La troisième, c'est interpréter l'anxiété comme un échec. Tout l'intérêt de l'exposition, c'est de te sentir anxieux·se de manière contrôlée. Si tu termines une séance en te sentant anxieux·se et que tu conclus « ça n'a pas marché », tu as mal compris la métrique. La séance a marché si tu es resté·e dans la situation assez longtemps pour que l'anxiété commence à redescendre d'elle-même. L'inconfort pendant la séance, c'est le médicament, pas l'effet secondaire.

La quatrième, c'est une fréquence inconsistante. Les gens font une exposition une fois, sont fiers, et n'y reviennent pas pendant deux semaines. L'habituation ne marche pas comme ça. Ton système nerveux a besoin de contacts répétés et espacés avec le même type de situation pour se mettre à jour. Deux expositions par semaine pendant six semaines sont bien plus efficaces que douze expositions tassées dans une semaine.

La cinquième, c'est ne pas tracker. Faire de l'exposition sans noter ton SUDS avant, au pic, et après, c'est comme faire une expérience sans enregistrer les résultats. Tu perds la capacité de voir tes propres progrès, et tu perds aussi la capacité de remarquer quand quelque chose ne marche pas. Une simple entrée de carnet par exposition (situation, SUDS de départ, SUDS de pic, SUDS de fin, quels comportements de sécurité tu as remarqués) suffit.

Ce qui vient maintenant

Tu as maintenant tout ce qu'il faut pour commencer : une croyance fondatrice nommée, une hiérarchie construite, une compréhension des trois ingrédients, des exemples pour ta famille de croyance, et une idée honnête de si le travail auto-guidé est approprié pour ta situation. La variable restante, c'est de savoir si tu vas vraiment faire le travail, qui est la variable qui compte toujours le plus.

Si tu veux une manière structurée de faire ça avec la hiérarchie construite pour toi et le suivi SUDS géré automatiquement, c'est ce autour de quoi Steadmind est construit. L'app prend ta croyance fondatrice et génère une hiérarchie d'exposition personnalisée, te guide à travers chaque niveau, et trace la courbe d'habituation pour que tu puisses voir tes propres progrès sans avoir à concevoir tout le protocole toi-même. Ce n'est pas magique. C'est le même travail d'exposition décrit ci-dessus, avec l'échafaudage géré.

Tu peux aussi le faire sans app, avec un carnet, de la discipline, et de la patience.
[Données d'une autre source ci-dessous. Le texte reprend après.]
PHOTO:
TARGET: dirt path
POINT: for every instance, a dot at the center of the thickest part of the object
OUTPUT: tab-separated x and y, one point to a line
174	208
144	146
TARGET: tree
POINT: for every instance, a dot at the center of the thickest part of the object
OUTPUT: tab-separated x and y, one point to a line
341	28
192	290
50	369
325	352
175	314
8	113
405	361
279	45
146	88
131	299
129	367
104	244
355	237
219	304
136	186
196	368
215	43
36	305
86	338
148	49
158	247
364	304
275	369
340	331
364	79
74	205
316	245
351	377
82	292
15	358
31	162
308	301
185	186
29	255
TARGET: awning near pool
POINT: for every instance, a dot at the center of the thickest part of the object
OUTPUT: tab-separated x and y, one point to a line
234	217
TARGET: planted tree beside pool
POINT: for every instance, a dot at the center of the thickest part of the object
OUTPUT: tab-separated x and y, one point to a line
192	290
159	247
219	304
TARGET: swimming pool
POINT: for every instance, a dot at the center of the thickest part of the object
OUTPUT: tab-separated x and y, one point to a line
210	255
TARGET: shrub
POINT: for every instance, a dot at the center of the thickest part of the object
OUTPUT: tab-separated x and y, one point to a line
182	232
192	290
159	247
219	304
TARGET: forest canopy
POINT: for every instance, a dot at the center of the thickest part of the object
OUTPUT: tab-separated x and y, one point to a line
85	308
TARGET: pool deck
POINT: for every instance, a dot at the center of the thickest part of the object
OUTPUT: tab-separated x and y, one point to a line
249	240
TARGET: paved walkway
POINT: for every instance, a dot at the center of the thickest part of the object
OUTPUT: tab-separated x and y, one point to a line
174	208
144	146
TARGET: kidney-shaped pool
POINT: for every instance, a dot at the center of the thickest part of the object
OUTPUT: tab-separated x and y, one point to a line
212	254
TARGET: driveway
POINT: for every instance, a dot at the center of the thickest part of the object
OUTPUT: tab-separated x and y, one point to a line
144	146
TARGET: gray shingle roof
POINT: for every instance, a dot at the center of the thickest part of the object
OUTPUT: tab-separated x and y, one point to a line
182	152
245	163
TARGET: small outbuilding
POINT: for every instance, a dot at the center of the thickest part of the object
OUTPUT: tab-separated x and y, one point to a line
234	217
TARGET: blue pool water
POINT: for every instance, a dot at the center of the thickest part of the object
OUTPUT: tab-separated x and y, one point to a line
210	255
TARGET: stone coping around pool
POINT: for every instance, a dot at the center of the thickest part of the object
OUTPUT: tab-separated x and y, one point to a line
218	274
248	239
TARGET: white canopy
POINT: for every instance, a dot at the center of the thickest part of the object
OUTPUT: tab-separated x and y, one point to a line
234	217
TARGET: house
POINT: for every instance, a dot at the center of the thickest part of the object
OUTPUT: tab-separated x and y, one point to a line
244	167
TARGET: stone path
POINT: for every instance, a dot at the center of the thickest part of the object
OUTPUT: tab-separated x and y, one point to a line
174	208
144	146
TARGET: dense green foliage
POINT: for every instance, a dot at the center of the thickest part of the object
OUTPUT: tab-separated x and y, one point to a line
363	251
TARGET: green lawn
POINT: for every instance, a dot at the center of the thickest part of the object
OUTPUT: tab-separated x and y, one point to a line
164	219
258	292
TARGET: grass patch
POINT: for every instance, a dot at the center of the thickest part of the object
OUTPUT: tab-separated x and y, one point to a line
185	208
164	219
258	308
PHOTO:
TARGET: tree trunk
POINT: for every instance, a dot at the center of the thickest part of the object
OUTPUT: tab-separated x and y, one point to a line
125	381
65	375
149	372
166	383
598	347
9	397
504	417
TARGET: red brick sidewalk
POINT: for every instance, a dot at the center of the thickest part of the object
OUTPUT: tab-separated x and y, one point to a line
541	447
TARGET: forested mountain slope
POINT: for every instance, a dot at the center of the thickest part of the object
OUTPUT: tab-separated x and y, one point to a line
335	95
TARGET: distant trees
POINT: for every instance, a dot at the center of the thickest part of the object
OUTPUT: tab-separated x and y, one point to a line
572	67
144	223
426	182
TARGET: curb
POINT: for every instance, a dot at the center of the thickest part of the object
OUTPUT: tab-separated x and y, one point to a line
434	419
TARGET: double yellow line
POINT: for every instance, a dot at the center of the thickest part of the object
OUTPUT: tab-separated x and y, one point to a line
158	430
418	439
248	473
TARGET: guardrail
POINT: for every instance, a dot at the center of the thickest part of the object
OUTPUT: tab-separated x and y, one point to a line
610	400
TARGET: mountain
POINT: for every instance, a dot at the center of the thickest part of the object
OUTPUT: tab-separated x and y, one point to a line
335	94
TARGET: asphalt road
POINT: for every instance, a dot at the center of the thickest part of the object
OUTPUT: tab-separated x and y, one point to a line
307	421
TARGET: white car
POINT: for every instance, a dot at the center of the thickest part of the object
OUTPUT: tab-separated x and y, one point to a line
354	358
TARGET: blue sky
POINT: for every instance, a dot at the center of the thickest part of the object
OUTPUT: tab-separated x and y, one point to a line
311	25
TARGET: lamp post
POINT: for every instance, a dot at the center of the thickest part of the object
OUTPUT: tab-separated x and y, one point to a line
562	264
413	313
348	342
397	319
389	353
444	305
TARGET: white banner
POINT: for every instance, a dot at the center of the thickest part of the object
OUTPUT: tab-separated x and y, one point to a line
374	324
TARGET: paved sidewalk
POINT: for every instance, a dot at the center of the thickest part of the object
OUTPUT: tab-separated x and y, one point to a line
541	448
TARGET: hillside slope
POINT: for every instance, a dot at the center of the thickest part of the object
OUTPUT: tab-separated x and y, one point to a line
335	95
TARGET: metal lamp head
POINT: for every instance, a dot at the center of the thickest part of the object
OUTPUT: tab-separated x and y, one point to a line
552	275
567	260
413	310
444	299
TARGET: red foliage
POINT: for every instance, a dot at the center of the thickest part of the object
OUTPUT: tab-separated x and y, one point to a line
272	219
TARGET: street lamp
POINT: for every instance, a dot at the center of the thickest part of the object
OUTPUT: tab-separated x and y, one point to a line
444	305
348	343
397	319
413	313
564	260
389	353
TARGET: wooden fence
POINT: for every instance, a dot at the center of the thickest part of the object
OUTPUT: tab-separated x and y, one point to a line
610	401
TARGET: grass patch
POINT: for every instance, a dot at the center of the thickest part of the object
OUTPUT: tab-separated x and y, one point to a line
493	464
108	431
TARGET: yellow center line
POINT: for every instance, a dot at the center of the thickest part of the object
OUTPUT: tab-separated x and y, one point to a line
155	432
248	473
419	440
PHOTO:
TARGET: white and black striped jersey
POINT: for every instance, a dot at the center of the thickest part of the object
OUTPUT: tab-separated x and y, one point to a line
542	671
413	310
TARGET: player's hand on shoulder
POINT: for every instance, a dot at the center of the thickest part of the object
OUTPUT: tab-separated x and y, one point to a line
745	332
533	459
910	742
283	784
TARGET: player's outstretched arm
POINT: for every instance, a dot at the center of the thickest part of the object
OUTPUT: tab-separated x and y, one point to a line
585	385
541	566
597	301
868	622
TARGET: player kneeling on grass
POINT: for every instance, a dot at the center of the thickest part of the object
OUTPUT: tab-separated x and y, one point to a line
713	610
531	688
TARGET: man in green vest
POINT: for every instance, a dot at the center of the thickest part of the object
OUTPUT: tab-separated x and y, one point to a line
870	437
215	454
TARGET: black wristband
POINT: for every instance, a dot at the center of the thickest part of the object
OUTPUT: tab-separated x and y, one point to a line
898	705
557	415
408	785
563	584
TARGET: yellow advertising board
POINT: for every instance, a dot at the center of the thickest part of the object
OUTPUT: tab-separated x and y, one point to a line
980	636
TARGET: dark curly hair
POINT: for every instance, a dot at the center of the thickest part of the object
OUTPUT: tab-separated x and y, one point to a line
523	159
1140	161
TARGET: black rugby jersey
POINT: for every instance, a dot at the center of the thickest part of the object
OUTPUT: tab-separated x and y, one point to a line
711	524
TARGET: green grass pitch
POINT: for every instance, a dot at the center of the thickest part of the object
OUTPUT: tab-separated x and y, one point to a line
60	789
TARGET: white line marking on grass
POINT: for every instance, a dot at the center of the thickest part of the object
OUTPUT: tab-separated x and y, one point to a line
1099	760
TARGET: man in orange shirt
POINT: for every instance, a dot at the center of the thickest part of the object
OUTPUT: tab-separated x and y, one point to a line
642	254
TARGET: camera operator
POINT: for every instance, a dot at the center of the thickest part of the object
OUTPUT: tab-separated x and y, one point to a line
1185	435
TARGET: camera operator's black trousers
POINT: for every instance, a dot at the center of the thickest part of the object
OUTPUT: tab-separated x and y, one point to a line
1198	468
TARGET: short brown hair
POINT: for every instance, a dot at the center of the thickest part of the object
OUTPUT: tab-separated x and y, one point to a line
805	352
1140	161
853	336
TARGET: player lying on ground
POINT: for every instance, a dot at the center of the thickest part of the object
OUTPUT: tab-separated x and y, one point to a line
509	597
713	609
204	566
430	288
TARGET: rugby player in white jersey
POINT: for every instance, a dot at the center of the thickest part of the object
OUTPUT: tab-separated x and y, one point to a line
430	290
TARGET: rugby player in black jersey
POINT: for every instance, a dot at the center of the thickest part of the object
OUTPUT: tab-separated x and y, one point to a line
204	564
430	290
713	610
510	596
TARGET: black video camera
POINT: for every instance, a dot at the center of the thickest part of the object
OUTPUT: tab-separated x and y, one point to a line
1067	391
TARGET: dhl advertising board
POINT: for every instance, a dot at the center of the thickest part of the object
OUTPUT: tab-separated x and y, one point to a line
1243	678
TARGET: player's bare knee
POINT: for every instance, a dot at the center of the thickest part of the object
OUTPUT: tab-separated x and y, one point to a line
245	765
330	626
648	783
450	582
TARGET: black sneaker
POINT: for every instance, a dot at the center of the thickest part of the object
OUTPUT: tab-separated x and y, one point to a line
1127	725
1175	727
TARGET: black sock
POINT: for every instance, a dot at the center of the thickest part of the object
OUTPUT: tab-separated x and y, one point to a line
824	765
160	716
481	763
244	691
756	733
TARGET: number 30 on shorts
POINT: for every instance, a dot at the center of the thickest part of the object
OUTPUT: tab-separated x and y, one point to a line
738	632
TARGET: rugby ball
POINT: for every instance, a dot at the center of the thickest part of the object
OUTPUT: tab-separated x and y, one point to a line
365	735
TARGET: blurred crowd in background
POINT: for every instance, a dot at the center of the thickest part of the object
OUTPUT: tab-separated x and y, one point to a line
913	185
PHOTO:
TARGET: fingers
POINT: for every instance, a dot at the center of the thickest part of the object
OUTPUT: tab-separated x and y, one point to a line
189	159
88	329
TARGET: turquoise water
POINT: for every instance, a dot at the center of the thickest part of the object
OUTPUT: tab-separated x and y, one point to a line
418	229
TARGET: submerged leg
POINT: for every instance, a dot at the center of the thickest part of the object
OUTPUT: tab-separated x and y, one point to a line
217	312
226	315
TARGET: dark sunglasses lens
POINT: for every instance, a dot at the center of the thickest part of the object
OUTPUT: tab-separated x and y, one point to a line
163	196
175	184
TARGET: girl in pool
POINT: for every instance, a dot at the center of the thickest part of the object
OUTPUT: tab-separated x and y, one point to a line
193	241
Le mécanisme est le même dans les deux cas. La chose qui change tout, c'est de commencer, et de commencer assez petit pour que ton système nerveux puisse réellement se mettre à jour dès la première séance.

L'anxiété n'est pas un défaut. C'est de l'information. L'exposition, c'est comment tu enseignes au système que l'information n'est plus exacte.